Original URL: http://www.abc.net.au/goldcoast/stories/s1101130.htm
Match fit: Mark Seymour says his priorities have changed but he still likes to keep his voice honed with live performance.
Mark Seymour is mellowing.
You get the sense that the consummate rock veteran is as comfortable in his own skin as in his old black jeans.
The former Hunters and Collectors frontman irks at the millionth request for ‘Throw Your Arms Around Me’ but Seymour says the H&C tag is not one he tries to shake. “It’s just one of those things. I was in the band for 17 years. There’s the odd song that I had a lot to do with writing. It’s just become part of the songbook.”
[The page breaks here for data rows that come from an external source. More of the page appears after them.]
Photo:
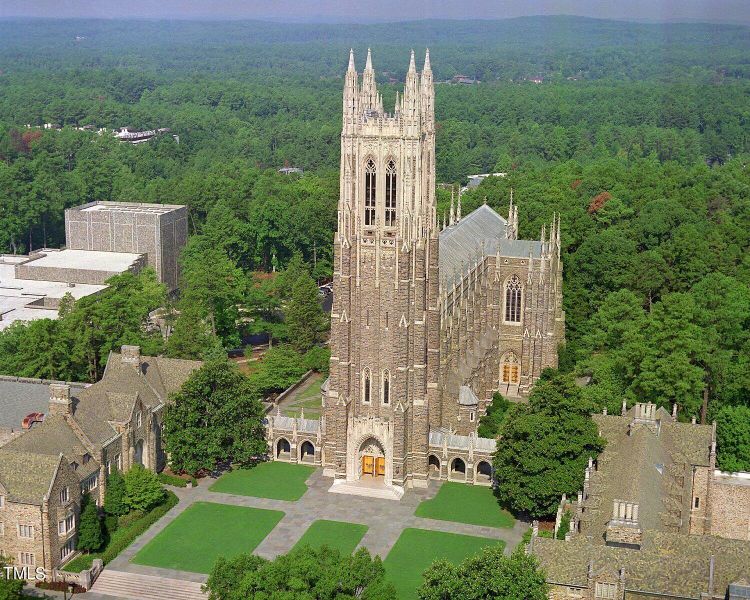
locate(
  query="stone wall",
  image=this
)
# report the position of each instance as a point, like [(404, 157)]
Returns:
[(730, 507)]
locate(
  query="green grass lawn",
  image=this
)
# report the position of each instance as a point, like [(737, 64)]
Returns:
[(472, 504), (417, 549), (335, 534), (205, 531), (277, 480)]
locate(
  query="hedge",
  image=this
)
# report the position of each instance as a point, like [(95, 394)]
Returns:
[(123, 536)]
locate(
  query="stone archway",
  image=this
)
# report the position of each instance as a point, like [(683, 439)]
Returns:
[(371, 460), (283, 449), (307, 452), (458, 470), (433, 463), (138, 453)]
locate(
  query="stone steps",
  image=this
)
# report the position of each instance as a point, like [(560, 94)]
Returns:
[(133, 586)]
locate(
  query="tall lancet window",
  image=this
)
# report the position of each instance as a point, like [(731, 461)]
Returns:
[(370, 177), (390, 194), (513, 292), (366, 385), (386, 387)]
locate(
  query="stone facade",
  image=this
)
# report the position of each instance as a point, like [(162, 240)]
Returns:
[(648, 521), (426, 323), (157, 230), (86, 433)]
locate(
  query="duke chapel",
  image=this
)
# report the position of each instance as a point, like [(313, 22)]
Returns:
[(426, 324)]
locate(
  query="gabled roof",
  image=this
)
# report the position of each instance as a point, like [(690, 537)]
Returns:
[(27, 477), (52, 438), (461, 244)]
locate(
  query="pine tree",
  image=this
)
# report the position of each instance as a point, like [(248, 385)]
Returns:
[(90, 536), (304, 316)]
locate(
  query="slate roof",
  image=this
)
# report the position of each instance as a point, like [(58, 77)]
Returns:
[(52, 438), (667, 563), (26, 477), (635, 468), (461, 244), (20, 396)]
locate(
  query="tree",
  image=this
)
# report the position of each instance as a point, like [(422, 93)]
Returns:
[(488, 575), (317, 574), (544, 446), (10, 587), (304, 315), (90, 535), (216, 416), (733, 438), (143, 491), (114, 496)]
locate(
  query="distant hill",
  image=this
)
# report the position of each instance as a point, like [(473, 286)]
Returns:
[(486, 50)]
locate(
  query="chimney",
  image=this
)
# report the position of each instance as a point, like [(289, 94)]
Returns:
[(60, 402), (131, 355)]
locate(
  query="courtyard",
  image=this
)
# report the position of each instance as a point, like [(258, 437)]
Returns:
[(277, 506)]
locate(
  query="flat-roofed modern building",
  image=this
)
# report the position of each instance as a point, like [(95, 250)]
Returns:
[(157, 230)]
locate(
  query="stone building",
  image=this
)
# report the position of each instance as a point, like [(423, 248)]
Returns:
[(157, 230), (86, 433), (655, 519), (426, 323)]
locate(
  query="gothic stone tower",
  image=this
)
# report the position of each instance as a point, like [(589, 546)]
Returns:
[(385, 330)]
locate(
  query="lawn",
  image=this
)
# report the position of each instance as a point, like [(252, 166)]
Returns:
[(205, 531), (335, 534), (277, 480), (463, 503), (417, 549)]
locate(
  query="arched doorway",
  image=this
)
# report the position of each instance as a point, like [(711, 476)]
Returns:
[(283, 449), (371, 460), (307, 452), (510, 369), (434, 466), (458, 469), (138, 454), (484, 472)]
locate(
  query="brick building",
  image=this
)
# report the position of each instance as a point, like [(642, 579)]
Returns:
[(655, 519), (426, 323), (86, 432)]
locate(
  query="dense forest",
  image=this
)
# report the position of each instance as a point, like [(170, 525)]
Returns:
[(638, 135)]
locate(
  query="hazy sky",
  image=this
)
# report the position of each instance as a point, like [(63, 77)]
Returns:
[(729, 11)]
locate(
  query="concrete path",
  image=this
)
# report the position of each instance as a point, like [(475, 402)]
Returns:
[(386, 519)]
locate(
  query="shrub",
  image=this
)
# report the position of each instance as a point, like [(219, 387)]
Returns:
[(90, 535), (142, 489), (172, 480)]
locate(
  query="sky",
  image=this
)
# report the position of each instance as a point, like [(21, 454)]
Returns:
[(724, 11)]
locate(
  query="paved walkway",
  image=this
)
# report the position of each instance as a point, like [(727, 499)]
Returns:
[(386, 520)]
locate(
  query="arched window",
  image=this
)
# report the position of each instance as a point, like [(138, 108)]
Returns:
[(510, 369), (366, 386), (390, 194), (513, 293), (386, 387), (370, 180)]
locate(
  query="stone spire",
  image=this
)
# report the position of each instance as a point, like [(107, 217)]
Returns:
[(369, 89), (350, 89), (411, 89)]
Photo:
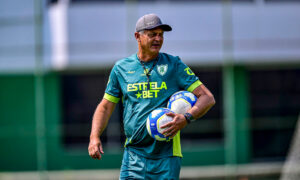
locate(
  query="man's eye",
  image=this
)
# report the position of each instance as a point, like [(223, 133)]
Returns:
[(152, 35)]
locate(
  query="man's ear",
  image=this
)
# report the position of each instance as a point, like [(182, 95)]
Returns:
[(137, 36)]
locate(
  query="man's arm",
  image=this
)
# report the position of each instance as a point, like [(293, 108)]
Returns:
[(204, 102), (99, 123)]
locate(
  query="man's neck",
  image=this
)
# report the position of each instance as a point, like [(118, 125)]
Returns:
[(146, 57)]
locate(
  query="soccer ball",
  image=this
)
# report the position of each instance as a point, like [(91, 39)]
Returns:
[(181, 101), (155, 120)]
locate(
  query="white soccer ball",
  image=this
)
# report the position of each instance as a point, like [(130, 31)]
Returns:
[(155, 120), (182, 101)]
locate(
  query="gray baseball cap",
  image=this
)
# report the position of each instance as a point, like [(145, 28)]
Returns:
[(151, 21)]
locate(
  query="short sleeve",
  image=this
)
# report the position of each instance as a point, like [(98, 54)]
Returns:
[(186, 77), (113, 90)]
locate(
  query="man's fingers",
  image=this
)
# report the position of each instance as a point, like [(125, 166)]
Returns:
[(170, 114), (101, 149)]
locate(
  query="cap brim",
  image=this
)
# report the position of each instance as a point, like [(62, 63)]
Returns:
[(164, 27)]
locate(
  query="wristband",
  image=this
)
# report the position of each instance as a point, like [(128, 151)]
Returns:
[(189, 118)]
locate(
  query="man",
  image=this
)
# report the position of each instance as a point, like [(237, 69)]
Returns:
[(144, 82)]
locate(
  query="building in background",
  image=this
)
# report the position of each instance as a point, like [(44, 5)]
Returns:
[(247, 52)]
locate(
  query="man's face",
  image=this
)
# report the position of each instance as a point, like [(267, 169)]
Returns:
[(151, 40)]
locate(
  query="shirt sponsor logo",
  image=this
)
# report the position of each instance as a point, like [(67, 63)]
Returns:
[(162, 69), (189, 71), (131, 72), (143, 92)]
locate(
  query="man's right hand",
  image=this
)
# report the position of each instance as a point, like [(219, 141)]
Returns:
[(95, 148)]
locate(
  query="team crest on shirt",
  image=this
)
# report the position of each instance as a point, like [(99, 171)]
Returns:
[(162, 69)]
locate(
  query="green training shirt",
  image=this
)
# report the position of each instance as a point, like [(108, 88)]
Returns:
[(128, 82)]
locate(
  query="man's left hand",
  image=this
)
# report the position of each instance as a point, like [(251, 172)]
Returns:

Seymour has fond memories of a childhood growing up in country Victoria, with free rein of the bush. “You just ran around, riding bikes into the scrub, climbing trees, you know. Mates lived on farms. It was a completely different world back then.” But contrary to the stereotype, rock wasn’t something the child Seymour dreamed about. “Absolutely not. I just drifted into it. It wasn’t until age 23 in 1982 that I was seriously singing. It was incredibly surreal.”
Originally trained as an English teacher, the forty-something Seymour is articulate as they come, and very in touch with his roots. Those roots include a strong Catholic upbringing and the ‘lapsed Catholic’ says the religion has definitely impacted upon his music. “Catholicism is a fairly dark religion that inevitably draws a child’s imagination. The concept of sin has always been part of my world. It definitely got me interested in human behaviour. It’s always been a pet subject of mine, just what motivates people. The idea that there are these things called the seven deadly sins that pervade the human mind. There’s some very strange characters that inhabit (my) songs.”
Seymour’s latest album marks a homecoming for Seymour in other ways too. It’s a return to the suburbs from which he escaped in his early twenties. “I think if you want to pursue an artistic life, we all seem to regard the suburbs as a place we had to escape from to achieve those goals. Once you have children and you borrow money from the bank to buy a house you find you’re building up that edifice again. That’s what I’ve done and my life is not particularly exceptional on a personal level. I realised in recent times that if I was going to be true to myself then I was going to make an album that documented and commented on that world.”
Enter Embedded, Seymour’s third solo offering.
While he might be softening on the suburbs, and even religion, Seymour believes sometimes you can say never. Like when it comes to the question of a Hunters reunion.
“It could never happen. I’m not going to let it happen.”